I am no longer spiritual. I don’t stretch the faith too much or too much; It is no longer my playground to tell people what they should think or feel or where they should progress to feel more safe or in charge or whatever they want. I think people are sometimes religious because of humor. The crowd has a sense of humor, isn’t it? We’re all doing our part to stay on top of aqua. Even Ruth Harker snorts at that notion of prayers. Like, prayer? Everyone is praying. Everyone in the Middle East is praying on this occasion. And using material from the Bible, it has excellent language. There’s just some unbalanced, weird language in the Bible. “A beast with ten horns, heads, and crowns is coming out of the sea.” This is the best. Little needs to be said about this, although the Bible actually contains a collection of amusing, silly words that are useful to those who are just beginning to write in search of words.

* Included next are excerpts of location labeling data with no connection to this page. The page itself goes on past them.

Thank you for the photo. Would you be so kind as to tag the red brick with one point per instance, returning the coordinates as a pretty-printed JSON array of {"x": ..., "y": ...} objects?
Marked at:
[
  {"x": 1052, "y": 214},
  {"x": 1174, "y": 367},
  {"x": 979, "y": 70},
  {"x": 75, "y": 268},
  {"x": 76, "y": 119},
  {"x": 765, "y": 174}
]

Was this the last moment you always thought about? Was there ever a soft finishing of the film?

That was always the ending. Finishing was considered fatal. Satan once again wins on a small scale. One of the most intriguing issues about using Satan as your villain is that Satan is never really going for global dominance. Satan seems to be all the time, “I’ll just have sex with this person, I’ll ruin this family, I’ll ruin this child, I’ll hurt this priest.” This doesn’t exactly mean, “I’m going to eat the Vatican.” With Satan I will never reach that time. Satan is a little more cheerful and playful than that. Lee Harker’s story ends with the conclusion of the film. The latter shot that she fires may be the worst thing that happens to her.

Such is the unpredictable life of killing Longlegs before the movie ends. Did you ever plan to keep him with you for a long time?

We were consciously conscious of our references and we wanted to create a pop art piece. As time and time again we borrow or shout out advances from one of the greatest serial killer movies of all time, we need to do so. That’s just “Se7en”. I think Kevin Spacey has three or four scenes, right? He gives himself up, he’s in the thing and then he’s in the car and that’s the end. He’s always available, which we had with Cage as well, like this thing is there, but when you get to the partner, it’s almost counterintuitive. Of course, he gets pretty climactic in “Se7en”, but I like the fact that John Doe gives himself up. We had to type – “cheat” is not an exact term of respect – “borrow” is similar to what we were doing.

This interview has been edited and condensed for readability.